South Korean researchers said Wednesday that they have developed a highly sensitive biochip capable of precisely detecting diseases and environmental pollutants.
The new biochip has been tested to be 100,000 times more sensitive in detecting individual molecules of diseases and pollutants compared to conventional screening devices, said the state-run Korea Research Institute of Bioscience and Biotechnology (KRIBB), adding they can be used to speed up treatment and cleanup operations.
Biochips, usually made with metal nano dot arrays, work by attaching specific antibodies or receptors of diseases, viruses and pollutants on their surface. Such antibodies and receptors then respond to antigens and molecules of diseases and pollutants, telling the user of their existence.
Shin Yong-beom, who led the research, said the chip uses an "enzyme substrate reaction" system that provides a much finer picture of molecules.
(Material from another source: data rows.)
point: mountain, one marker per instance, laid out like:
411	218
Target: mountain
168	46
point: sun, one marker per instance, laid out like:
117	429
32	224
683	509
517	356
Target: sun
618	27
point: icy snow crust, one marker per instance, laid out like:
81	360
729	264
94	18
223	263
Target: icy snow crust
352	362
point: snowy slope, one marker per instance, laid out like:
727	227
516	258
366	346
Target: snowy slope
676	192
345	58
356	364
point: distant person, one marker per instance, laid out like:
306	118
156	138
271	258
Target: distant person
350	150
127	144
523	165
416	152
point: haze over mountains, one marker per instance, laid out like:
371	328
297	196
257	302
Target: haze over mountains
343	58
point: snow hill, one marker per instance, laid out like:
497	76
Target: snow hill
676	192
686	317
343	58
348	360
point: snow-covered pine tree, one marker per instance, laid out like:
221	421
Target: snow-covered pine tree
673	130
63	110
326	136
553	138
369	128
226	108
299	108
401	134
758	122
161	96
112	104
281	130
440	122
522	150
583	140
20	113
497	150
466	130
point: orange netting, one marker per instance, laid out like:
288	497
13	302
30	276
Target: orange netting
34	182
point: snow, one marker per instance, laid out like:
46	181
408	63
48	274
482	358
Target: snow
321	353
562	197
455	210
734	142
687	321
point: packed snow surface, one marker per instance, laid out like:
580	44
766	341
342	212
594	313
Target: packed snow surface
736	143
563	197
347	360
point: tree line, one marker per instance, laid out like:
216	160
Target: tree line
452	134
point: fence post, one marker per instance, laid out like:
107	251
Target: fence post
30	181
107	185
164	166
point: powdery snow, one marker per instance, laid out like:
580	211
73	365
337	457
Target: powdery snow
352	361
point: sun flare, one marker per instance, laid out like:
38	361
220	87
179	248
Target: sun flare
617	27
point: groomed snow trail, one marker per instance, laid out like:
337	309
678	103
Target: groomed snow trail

"The superior sensitivity can have wide ranging applications since it can better detect cancer growth in the body, foot-and-mouth disease virus in animals and the existence of harmful materials in water and the earth," he said.
Besides enhancing sensitivity, the KRIBB team said that the nano dot array they created utilizes a so-called nanoimprint lithography manufacturing system that is much cheaper and easier to make than conventional electron beams that carve patterns into the metal array.
"The use of nanoimprint lithography that is just being developed around the world, highlights the commercial viability of the new biochip," Shin claimed.
The latest biochip, which took little over two years to make at a cost of 300 million won (US$270,000), has been published in the latest issue of the U.S.-based ACS Nano journal.